I wonder if they’re just waiting for me to rot inside this cage alone.
But more than anything, I wonder if Theo is looking for me.His face is still the one I can’t shake. The one thought that pushes its way through the fog when I start to forget what the hell I’m fighting for.
I’m not sure which version of me he’d find if he walked through that door now—the girl with secrets and sass, or the one who’s started whispering to herself just to feel a vibration in the air.
I hate what this place is doing to me.
So I start talking again. Aloud. To the ceiling. To the walls. I narrate my mornings like I’m on a cooking show. I critique the tray’s presentation like a judge in a baking competition. I mock the floral arrangements for being more passive aggressive than the men in this house.
I dare the cameras—if there are any—to show my father how little he’s actually accomplished.
They think they’re wearing me down, but I’ve lived too long under the thumb of Lachlan Kavanagh to be surprised by this kind of warfare.
Silence is just another kind of weapon. And I’ve been through enough to know how to survive it. So I wait. I whisper my plans when the lights are off. I map out the layout of the room in my head.
At one point, I hid a sharpened spoon handle under the mattress, not because I thought it would save me, but because it reminded me that I might be able to fight if I needed to. But that was found the second I returned my tray incomplete.
When I close my eyes, I don’t let myself dream of rescue. That seems too far-fetched.
I dream of the moment the locks fail. The moment I hear screaming down the hall. The moment blood stains the carpet and someone—anyone—says my name.
They want me broken.
But I'm of Kavanagh blood too.
And they’re going to regret forgetting that.
I know something’s different the moment the footsteps pause outside my door longer than usual.
I sit on the edge of the bed, arms crossed, muscles stiff. The door clicks open without a knock, and for the first time in seventeen days, I’m not alone with my own mind.
Two women step inside—one older, silver-streaked hair pinned tightly, the other is the young woman who I see every day, eyes downcast, carrying a garment bag like it holds a corpse. Both wear black. Neither says a word.
I stand as they begin setting up. A portable mirror is wheeled in, a collapsible standing screen unfurled in the corner. The older woman places a thick, cream-colored bag on a hook on the closet door.
I stare at it, already knowing what’s inside.
“I didn’t request anything,” I say, voice dry, brittle. “Not a damn thing. Not a dress. Not a circus.”
No response.
The younger woman unzips the bag and pulls out an ivory dress with lace so delicate it might as well be spiderwebs. She moves like her soul isn’t present, like she’s doing this under threat. Maybe she is.

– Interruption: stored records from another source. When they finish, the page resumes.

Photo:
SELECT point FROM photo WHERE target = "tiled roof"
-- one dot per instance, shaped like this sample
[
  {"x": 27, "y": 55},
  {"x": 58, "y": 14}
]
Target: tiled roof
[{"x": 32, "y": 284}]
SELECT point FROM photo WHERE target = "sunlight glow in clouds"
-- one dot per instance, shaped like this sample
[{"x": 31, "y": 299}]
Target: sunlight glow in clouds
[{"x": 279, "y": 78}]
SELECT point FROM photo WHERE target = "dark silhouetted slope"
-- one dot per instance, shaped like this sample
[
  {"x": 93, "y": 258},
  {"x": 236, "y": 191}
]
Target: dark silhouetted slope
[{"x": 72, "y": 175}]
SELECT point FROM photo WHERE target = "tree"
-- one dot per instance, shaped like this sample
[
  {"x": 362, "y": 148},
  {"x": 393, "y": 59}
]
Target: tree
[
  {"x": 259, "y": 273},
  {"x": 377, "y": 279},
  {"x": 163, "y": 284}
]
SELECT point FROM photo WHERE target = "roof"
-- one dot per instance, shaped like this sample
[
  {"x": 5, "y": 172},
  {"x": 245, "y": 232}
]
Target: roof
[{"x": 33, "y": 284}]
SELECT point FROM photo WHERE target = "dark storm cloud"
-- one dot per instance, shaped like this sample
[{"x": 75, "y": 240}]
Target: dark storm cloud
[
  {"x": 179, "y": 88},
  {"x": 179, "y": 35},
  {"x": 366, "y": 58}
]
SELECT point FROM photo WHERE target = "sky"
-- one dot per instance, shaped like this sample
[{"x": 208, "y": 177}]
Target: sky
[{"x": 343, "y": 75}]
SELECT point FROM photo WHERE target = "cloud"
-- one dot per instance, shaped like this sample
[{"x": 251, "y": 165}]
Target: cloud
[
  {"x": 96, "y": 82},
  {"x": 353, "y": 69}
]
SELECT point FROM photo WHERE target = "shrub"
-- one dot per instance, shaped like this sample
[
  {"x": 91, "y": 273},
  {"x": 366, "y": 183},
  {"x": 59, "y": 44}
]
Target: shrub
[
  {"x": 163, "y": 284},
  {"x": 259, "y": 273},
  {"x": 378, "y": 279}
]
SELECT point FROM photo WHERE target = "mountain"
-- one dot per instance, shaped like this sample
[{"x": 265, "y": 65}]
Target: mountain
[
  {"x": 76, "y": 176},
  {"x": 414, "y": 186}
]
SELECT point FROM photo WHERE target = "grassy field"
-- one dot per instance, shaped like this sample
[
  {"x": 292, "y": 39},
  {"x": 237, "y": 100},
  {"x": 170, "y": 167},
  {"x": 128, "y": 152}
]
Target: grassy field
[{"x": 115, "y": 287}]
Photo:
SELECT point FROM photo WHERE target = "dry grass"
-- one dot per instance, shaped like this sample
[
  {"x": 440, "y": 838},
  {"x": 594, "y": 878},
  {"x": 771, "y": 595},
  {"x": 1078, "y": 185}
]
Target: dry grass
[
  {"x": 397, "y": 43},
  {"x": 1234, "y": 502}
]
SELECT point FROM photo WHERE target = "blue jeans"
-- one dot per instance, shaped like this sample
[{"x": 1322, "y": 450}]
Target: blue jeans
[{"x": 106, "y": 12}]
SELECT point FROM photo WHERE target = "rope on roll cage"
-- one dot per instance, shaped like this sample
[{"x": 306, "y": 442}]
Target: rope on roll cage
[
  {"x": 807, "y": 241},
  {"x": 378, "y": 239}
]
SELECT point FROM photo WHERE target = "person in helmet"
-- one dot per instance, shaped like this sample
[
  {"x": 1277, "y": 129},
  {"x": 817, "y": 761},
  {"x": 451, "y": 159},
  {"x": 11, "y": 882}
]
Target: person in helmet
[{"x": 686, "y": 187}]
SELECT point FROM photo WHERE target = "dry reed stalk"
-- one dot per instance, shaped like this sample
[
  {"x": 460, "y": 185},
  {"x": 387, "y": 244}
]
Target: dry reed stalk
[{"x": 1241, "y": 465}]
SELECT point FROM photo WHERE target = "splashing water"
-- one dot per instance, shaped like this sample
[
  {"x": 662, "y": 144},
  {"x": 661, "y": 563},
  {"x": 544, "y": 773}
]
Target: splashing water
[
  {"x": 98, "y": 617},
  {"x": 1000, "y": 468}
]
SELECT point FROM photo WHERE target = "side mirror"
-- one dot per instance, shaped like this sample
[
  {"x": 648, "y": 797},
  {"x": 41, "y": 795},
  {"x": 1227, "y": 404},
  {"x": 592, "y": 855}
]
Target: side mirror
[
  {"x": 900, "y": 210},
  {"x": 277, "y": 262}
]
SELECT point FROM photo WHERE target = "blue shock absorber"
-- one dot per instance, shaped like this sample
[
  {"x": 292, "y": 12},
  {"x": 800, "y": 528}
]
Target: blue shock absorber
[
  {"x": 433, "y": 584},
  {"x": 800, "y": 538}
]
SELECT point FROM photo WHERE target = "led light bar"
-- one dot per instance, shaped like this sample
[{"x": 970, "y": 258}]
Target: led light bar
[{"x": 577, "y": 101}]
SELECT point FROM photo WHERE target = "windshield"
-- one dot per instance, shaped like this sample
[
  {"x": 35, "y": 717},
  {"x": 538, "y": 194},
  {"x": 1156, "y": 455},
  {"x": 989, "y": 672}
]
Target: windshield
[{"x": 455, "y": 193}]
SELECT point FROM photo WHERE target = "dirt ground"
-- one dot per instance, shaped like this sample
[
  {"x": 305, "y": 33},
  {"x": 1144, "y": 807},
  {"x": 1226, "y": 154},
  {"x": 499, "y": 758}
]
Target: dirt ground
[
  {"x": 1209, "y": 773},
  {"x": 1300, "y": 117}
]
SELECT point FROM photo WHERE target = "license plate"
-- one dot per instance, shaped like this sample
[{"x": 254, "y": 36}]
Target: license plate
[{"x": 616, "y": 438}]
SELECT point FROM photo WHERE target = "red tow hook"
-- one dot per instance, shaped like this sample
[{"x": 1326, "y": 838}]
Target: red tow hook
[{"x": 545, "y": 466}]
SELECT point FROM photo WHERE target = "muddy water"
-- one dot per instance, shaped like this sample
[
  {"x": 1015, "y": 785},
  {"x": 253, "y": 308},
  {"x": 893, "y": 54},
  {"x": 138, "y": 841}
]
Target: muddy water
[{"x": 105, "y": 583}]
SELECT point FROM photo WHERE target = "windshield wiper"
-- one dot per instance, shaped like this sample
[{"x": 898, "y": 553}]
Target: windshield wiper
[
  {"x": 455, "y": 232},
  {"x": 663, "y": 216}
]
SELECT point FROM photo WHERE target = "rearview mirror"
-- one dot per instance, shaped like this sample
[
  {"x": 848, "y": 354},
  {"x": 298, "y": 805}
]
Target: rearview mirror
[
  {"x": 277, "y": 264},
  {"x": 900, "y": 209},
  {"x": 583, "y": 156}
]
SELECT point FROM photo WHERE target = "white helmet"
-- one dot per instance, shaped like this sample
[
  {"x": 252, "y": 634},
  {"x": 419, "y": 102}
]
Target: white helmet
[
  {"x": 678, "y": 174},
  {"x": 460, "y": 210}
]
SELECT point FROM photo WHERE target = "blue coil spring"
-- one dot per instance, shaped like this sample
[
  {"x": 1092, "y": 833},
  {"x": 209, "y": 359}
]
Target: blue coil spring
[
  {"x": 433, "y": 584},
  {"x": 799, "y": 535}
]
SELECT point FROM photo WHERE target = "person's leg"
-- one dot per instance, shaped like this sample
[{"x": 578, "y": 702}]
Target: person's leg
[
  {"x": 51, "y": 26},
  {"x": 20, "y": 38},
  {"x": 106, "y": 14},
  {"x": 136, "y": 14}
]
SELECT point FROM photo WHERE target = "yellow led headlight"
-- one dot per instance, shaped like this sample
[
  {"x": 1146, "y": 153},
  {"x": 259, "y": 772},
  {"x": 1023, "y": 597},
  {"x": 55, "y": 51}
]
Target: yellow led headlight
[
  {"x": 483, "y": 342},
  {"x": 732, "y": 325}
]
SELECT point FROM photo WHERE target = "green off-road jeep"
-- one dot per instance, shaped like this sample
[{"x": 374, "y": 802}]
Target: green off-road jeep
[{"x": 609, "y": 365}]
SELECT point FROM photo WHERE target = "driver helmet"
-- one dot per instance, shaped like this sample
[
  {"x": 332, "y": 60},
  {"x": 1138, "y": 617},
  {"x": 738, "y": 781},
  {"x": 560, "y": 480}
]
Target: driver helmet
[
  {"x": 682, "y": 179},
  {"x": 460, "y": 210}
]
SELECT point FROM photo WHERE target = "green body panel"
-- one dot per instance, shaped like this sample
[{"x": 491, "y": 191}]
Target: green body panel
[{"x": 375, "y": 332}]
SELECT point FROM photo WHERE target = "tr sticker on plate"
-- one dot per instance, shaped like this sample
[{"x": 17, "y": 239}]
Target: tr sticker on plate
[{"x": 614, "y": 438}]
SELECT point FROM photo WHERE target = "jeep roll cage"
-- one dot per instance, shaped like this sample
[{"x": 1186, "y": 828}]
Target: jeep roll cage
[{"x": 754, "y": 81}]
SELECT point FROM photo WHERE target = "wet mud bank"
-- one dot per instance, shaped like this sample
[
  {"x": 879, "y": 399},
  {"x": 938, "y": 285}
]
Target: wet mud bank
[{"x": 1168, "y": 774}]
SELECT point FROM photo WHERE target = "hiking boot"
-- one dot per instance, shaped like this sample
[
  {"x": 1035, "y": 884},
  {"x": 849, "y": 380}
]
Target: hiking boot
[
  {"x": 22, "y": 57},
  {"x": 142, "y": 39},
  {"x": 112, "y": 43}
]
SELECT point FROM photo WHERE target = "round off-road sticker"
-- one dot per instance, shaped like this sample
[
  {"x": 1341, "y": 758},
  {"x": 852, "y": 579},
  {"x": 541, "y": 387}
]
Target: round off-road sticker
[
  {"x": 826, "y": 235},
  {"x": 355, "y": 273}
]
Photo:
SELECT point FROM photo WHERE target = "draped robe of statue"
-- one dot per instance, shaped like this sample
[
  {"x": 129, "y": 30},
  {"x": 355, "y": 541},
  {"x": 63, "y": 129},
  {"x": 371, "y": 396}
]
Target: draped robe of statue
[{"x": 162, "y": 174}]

“Do either of you speak?” I demand, voice sharper now. “Do you have names?”
Still nothing.
They guide me behind the screen, their hands quick, clinical, lifting my arms, removing my clothes like I’m a mannequin. I resist the urge to push them off me. It would be pointless. I’d be facing one of the men waiting outside my door.
The dress slides over my body like water. It fits too well. Tailored without ever having measured me in person.
The older woman nods once at the fit, then steps away to retrieve a small box. She unties the ribbon and lifts the lid like it’ssacred. Inside, nestled in cream velvet, is a ring—yellow gold, sharp with emeralds that catch the light like they’ve drawn blood before.
And beneath it…a note.
My stomach turns as she hands it to me. No envelope. Just folded stationery embossed with Anthony Falco’s name
My hands shake as I unfold it. I don’t read it aloud, don’t dare give the words oxygen. But they burn into my eyes anyway.